Ben de olabildiğince hızlı bir şekilde şu cümleyi kurdum; "Marty'nin ailesinin evine ne olacak, bir vasiyet falan bırakmışlar mı?" 

"Hayır bir vasiyet bırakmamışlar." dedi. "Ama kan bağı olmamasına rağmen, Olivia Marty'nin ailesine maddi yardım yaptığı için ve aile de Olivia'yı ağaç evine almayı kabul edecek kadar kabul ettiği için ev Olivia'ya geçecektir."

"Teşekkürler efendim." dedim ve arkamı dönüp Olivia'ya baktım... Daha doğrusu demin olduğu yere, yerinde yoktu. Hopkins'in de salondan çıktığını gördüm. "Olivia yok." dedim ona bakarak.

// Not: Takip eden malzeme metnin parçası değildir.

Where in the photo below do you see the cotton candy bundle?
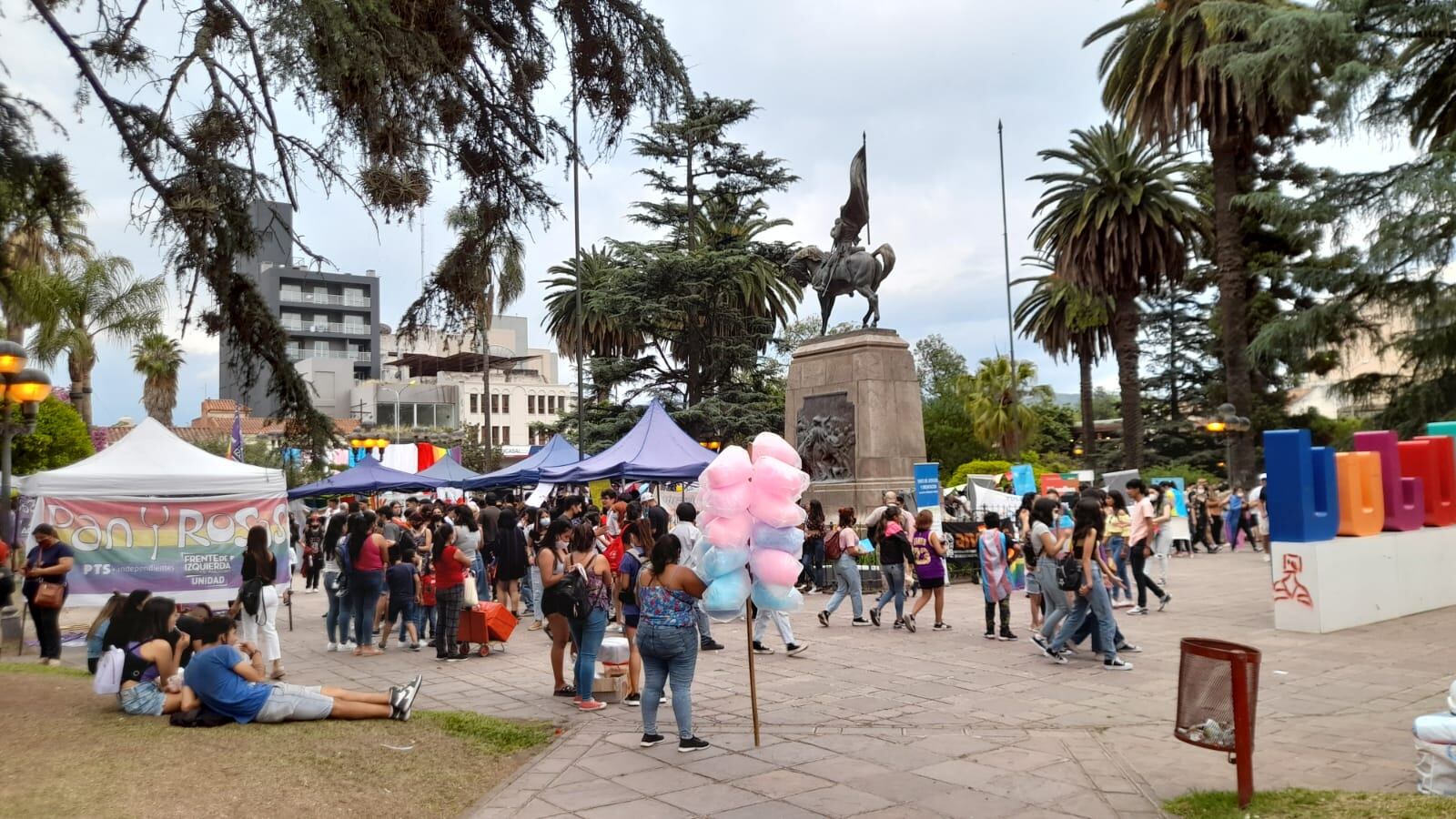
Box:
[697,433,810,618]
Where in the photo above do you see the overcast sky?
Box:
[0,0,1400,424]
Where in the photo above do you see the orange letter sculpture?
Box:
[1335,451,1385,538]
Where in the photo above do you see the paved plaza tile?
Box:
[256,554,1438,819]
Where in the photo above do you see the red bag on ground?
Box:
[476,603,515,642]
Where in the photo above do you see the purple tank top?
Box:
[910,529,945,580]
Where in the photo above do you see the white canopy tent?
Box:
[16,419,288,500]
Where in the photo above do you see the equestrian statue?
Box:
[784,147,895,335]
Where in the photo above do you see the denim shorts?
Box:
[116,681,167,717]
[253,682,333,723]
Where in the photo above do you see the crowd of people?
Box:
[5,466,1269,740]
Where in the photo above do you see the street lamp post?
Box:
[0,341,51,543]
[1204,404,1252,487]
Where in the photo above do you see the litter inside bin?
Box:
[1178,717,1233,748]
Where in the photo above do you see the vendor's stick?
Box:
[743,608,760,748]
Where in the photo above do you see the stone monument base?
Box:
[784,323,925,510]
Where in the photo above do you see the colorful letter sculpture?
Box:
[1400,436,1456,526]
[1333,451,1385,540]
[1350,431,1425,532]
[1264,430,1340,543]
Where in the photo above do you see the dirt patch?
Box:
[0,663,551,817]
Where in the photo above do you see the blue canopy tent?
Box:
[420,458,480,487]
[288,455,446,500]
[461,434,581,491]
[541,399,715,484]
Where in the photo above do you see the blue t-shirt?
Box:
[184,645,272,723]
[384,562,415,602]
[617,550,642,616]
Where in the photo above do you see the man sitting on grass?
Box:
[182,616,422,723]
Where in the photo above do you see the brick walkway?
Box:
[265,554,1456,819]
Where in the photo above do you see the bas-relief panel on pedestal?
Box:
[795,392,854,482]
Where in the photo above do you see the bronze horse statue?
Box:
[784,243,895,335]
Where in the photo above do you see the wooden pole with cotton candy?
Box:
[748,433,810,613]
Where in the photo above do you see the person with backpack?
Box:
[536,518,577,696]
[231,526,288,679]
[322,511,355,652]
[670,500,723,652]
[903,509,951,632]
[561,516,612,711]
[815,506,867,623]
[342,511,389,657]
[113,598,189,717]
[638,535,708,753]
[616,521,652,707]
[1038,497,1133,672]
[20,521,76,666]
[431,523,473,663]
[1026,497,1072,645]
[976,511,1016,642]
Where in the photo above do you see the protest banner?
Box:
[29,495,289,606]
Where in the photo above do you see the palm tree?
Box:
[34,257,167,426]
[0,152,90,342]
[541,245,646,361]
[1087,0,1320,482]
[1015,259,1114,456]
[961,356,1056,458]
[131,332,184,427]
[1032,126,1203,470]
[433,206,526,448]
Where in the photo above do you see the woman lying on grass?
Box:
[182,616,422,723]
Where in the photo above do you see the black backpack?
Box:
[553,565,592,620]
[1057,550,1082,592]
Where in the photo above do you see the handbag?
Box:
[31,580,66,609]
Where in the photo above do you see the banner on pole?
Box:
[1010,463,1036,495]
[31,495,289,606]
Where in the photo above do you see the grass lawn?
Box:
[1163,788,1456,819]
[0,663,555,819]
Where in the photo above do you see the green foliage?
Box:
[944,460,1012,487]
[415,711,555,756]
[10,398,96,475]
[961,356,1054,456]
[5,0,689,453]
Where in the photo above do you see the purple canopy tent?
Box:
[288,455,446,500]
[463,434,581,491]
[541,399,715,484]
[420,456,480,487]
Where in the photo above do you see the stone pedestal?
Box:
[784,329,925,518]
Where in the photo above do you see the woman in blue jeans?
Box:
[1043,497,1133,672]
[348,511,389,657]
[323,511,354,652]
[566,523,608,711]
[818,506,869,627]
[636,535,708,753]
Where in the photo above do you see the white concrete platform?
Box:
[1271,526,1456,634]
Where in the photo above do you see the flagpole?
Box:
[859,131,875,247]
[996,119,1016,404]
[571,26,587,460]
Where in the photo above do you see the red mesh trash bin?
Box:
[1174,637,1259,807]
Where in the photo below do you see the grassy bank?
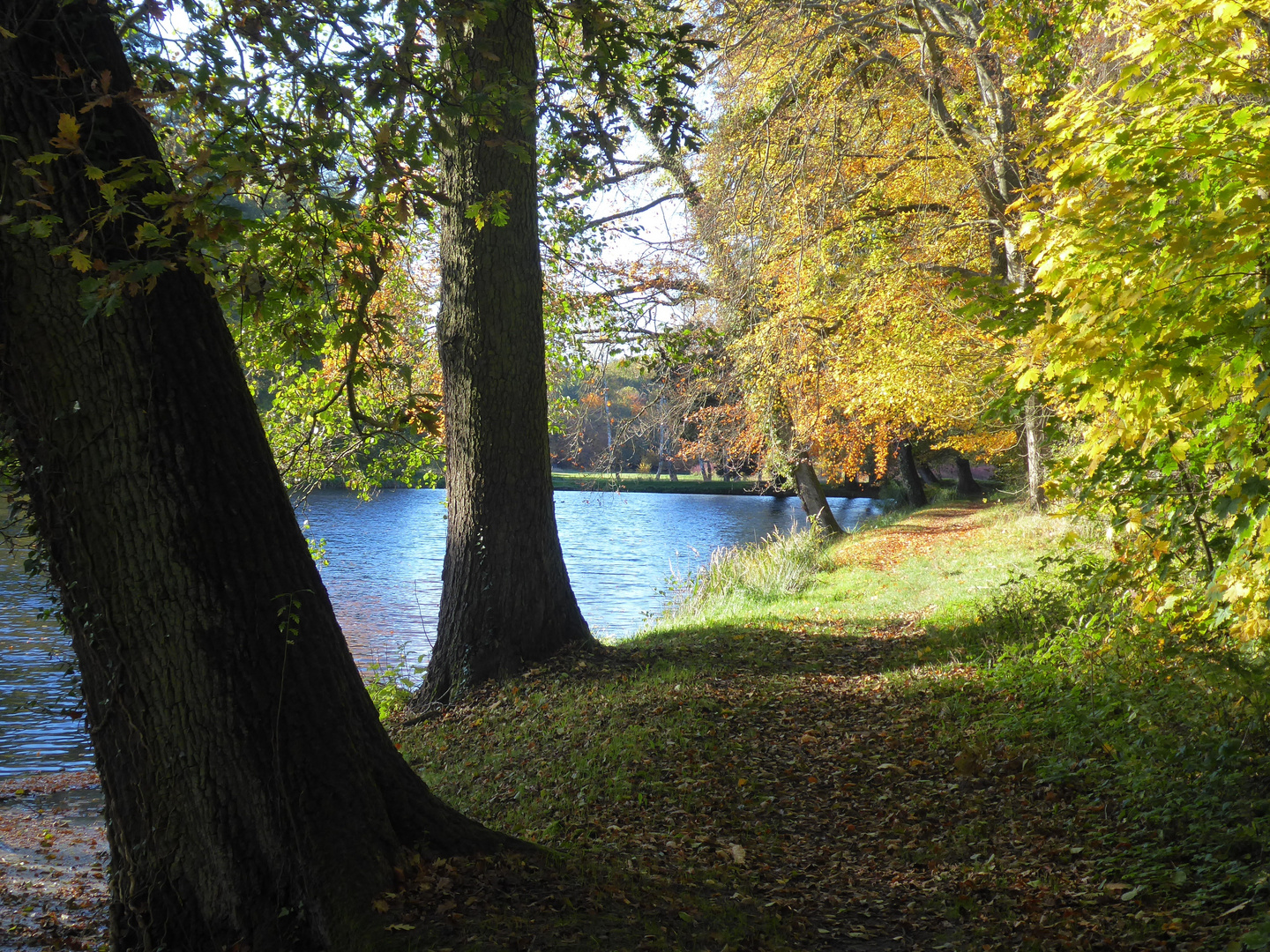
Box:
[551,472,884,497]
[385,504,1270,952]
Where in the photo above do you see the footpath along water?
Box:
[0,490,878,777]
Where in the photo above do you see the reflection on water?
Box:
[0,545,93,777]
[300,488,878,666]
[0,490,878,776]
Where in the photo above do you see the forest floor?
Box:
[0,504,1270,952]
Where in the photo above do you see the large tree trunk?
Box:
[0,0,505,952]
[956,456,984,499]
[424,0,591,701]
[794,459,842,536]
[1024,393,1045,511]
[900,441,927,507]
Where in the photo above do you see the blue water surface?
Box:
[0,488,878,776]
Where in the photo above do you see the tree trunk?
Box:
[900,441,927,508]
[1024,393,1045,513]
[423,0,591,701]
[956,456,984,499]
[794,459,842,536]
[0,0,507,952]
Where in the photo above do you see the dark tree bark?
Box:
[423,0,591,701]
[794,459,842,536]
[918,464,944,487]
[900,441,927,507]
[956,456,984,499]
[0,0,507,952]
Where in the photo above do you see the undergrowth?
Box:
[927,554,1270,949]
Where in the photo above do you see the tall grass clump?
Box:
[669,525,831,615]
[931,557,1270,919]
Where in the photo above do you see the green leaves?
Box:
[1005,0,1270,637]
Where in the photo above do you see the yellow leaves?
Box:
[69,248,93,271]
[49,113,80,152]
[1015,367,1040,392]
[1213,0,1244,23]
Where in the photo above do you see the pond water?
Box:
[0,490,878,776]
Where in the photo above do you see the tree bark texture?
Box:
[917,464,944,487]
[0,0,507,952]
[900,441,927,507]
[1024,393,1045,511]
[956,456,984,499]
[423,0,591,701]
[794,459,842,536]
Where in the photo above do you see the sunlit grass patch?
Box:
[400,502,1270,949]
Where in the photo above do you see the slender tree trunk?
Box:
[423,0,591,701]
[0,0,505,952]
[1024,393,1045,511]
[900,441,927,507]
[794,459,842,536]
[956,456,984,499]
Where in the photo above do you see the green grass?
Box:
[399,502,1270,952]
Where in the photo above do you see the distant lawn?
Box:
[385,502,1270,952]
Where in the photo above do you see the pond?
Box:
[0,490,878,776]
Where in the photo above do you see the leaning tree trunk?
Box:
[900,441,927,507]
[794,459,842,536]
[956,456,983,499]
[0,0,505,952]
[424,0,591,701]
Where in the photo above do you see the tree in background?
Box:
[0,0,508,952]
[1002,0,1270,643]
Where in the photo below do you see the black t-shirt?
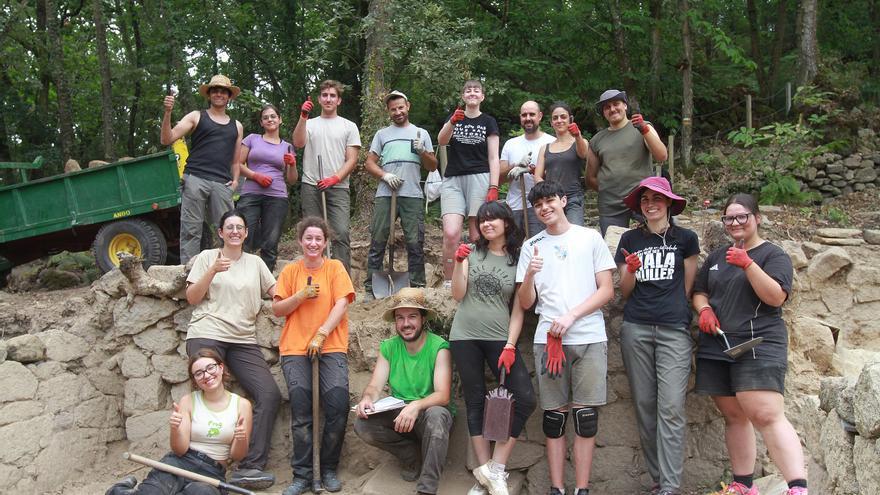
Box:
[694,241,794,363]
[614,226,696,328]
[446,113,498,177]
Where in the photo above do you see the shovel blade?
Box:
[372,271,409,299]
[724,337,764,359]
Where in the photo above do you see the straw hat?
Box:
[199,74,241,100]
[382,287,437,321]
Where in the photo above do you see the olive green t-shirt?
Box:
[449,250,516,341]
[590,122,653,216]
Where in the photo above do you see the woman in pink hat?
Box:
[615,177,700,495]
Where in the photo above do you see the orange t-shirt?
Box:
[275,258,354,356]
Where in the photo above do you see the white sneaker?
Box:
[473,463,507,495]
[468,482,489,495]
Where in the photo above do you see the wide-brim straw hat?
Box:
[382,287,437,322]
[623,176,687,215]
[199,74,241,100]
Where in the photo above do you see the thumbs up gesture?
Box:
[526,246,544,277]
[168,402,183,430]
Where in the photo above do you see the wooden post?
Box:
[746,95,752,129]
[785,81,791,115]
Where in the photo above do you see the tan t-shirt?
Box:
[186,249,275,344]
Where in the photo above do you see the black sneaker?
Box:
[321,470,342,492]
[229,469,275,490]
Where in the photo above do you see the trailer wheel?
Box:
[92,219,168,273]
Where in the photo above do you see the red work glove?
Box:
[455,243,471,263]
[299,96,314,119]
[630,113,650,135]
[620,248,642,273]
[498,346,516,375]
[700,306,721,335]
[318,175,339,191]
[486,186,498,203]
[725,246,754,270]
[541,333,565,378]
[449,107,464,125]
[253,172,272,187]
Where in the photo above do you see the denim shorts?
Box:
[694,359,788,397]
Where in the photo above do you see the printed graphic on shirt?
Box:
[469,267,514,303]
[452,123,486,144]
[636,246,675,282]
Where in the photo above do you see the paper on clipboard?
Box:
[351,395,406,416]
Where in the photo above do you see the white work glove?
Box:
[382,172,403,190]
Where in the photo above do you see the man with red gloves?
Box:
[516,181,616,495]
[293,80,361,273]
[437,80,501,287]
[587,89,666,236]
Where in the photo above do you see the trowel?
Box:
[715,327,764,359]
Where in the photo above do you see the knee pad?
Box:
[541,411,568,438]
[571,407,599,438]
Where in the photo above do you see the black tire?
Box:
[92,218,168,273]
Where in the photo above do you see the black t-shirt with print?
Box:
[694,241,794,364]
[614,226,700,328]
[446,113,498,177]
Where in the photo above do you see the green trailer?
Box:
[0,151,180,272]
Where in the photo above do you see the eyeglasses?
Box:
[721,213,752,225]
[193,363,220,380]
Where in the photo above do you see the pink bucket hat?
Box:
[623,176,687,215]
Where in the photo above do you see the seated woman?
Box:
[105,349,252,495]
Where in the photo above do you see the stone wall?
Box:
[0,226,880,495]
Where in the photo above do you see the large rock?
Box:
[807,247,852,282]
[853,363,880,438]
[113,296,179,335]
[6,334,46,363]
[0,361,38,403]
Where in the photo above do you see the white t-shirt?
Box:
[501,132,556,210]
[516,225,616,345]
[302,116,361,189]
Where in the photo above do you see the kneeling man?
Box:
[354,288,455,494]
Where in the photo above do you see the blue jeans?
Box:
[281,352,349,480]
[105,449,226,495]
[236,194,289,271]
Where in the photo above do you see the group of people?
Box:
[108,76,807,495]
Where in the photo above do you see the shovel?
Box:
[715,327,764,359]
[372,189,409,299]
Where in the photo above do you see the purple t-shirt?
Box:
[241,134,293,198]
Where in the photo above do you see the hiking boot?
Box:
[321,470,342,492]
[721,481,758,495]
[473,463,508,495]
[229,469,275,490]
[281,478,312,495]
[468,481,489,495]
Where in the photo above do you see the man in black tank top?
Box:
[160,74,243,264]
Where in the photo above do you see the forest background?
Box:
[0,0,880,219]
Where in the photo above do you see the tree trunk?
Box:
[679,0,694,169]
[650,0,663,107]
[92,0,116,162]
[46,0,73,165]
[608,0,638,108]
[798,0,819,86]
[746,0,770,96]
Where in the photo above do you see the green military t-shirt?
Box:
[590,122,653,216]
[379,332,455,414]
[449,250,516,341]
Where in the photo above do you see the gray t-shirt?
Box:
[370,124,434,198]
[590,122,653,216]
[449,250,516,341]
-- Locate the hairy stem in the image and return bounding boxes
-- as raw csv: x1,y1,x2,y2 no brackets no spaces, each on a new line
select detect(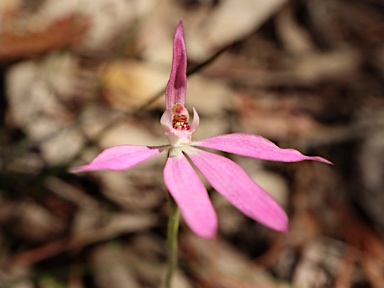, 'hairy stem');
165,195,179,288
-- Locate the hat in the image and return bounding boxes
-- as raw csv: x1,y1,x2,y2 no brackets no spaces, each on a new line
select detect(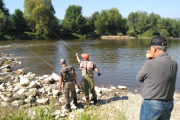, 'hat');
60,59,66,64
146,36,167,47
81,53,89,60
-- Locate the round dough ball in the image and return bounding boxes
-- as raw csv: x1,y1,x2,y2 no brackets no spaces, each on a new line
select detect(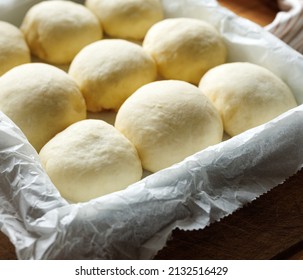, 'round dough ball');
20,1,103,64
0,63,86,151
115,80,223,172
69,39,157,112
85,0,164,40
143,18,226,84
0,21,31,76
40,120,142,202
199,62,297,136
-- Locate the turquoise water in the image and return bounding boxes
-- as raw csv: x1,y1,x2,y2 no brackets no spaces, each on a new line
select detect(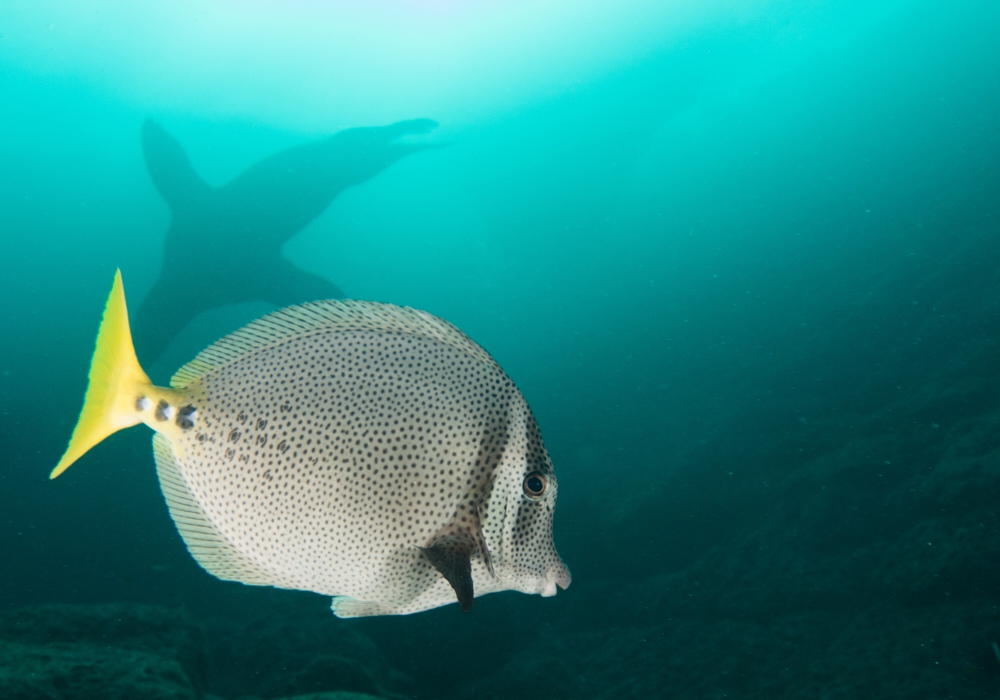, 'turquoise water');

"Nerede bıraktıysan oradadır." dedi alay eder bir ifadeyle. Bir şey demeden binadan çıktım ve Olivia'nın merdivenlerin en alt basamağında oturduğunu gördüm. Böylece ben de onun yanına oturdum ve "Hey!" dedim. Bana bakmadı bile.

"Hakime sordum, vasiyet bırakmadıkları için evin sana geçeceğini söyledi." dedim ben de o cevap vermeyince.

Dalga geçer bir ifadeyle gülerek "Ve bunun beni iyi hissettirmesi mi gerekiyor?" diye sordu. "Tanrım, Peter. Daha Marty ile olan anılarımdan dolayı ağaç evde bile zor oturuyorum. Bir de eve nasıl gireyim?"

"Bilmiyorum Olivia, yardımcı olmaya çalışıyorum işte." dedim öfleye püfleye. 

"Her neyse, soğuk kanlı olacak kadar çok şey yaşadım." dedi gülerek. "Zaten senin bu duruma benden önce geçtiğin çok belli."

"İlk o adamı öldürdüğüm an bunu yaşamıştım." dedim sanki uzun bir hikaye anlatacakmış gibi iç geçirerek. "İçimde bir savaş veriyordum neredeyse. Ama hala insanları sevebiliyorum. Sadece gerektiği zaman kendini ve sevdiklerini korumak için birini öldürmeyi göze alabilecek kadar soğuk kanlı olmak, ancak bu soğuk kanlılığı tadında bırakıp birilerine değer verecek kadar da kendi içinde biraz duygu bırakmak benim için en doğrusu, ve sanırım da artık böyle olacak."

Kafasını kaldırıp bana bakıp yavaşça gülümsedi ve "Konuşmanı seviyorum Peter." dedi. 

Biraz oturduktan sonra güneşin battığını fark ettik, ardından telefonu çıkartıp saate baktım. "Saat ne ara 7 olmuş!?" dedim.

Olivia da ocakta yemek unutmuş bir anne telaşıyla ayağa kalkarak havaya, sonra da telefonuna baktı. Ona baktım 'Ne oldu?' dermişcesine.

"Geç kalacağız! Yayın evindeki kadın." dedi.

...

Kapıyı çaldığımız gibi "Meşgulüm." sesini duyduk. 

"Kaç gibi gelelim?" diye sordu Olivia yüksek bir sesle.

"Siz miyd... Girsenize!" dedi kadın büyük bir heyecanla. Böylece kapıyı açtık. Kadın anında ayağa kalkarak bizi selamladı ve içecek bir şeyler ikram etmek istedi, korkmaya başladım. Yoksa Olivia kadını tehdit falan mı etmişti? 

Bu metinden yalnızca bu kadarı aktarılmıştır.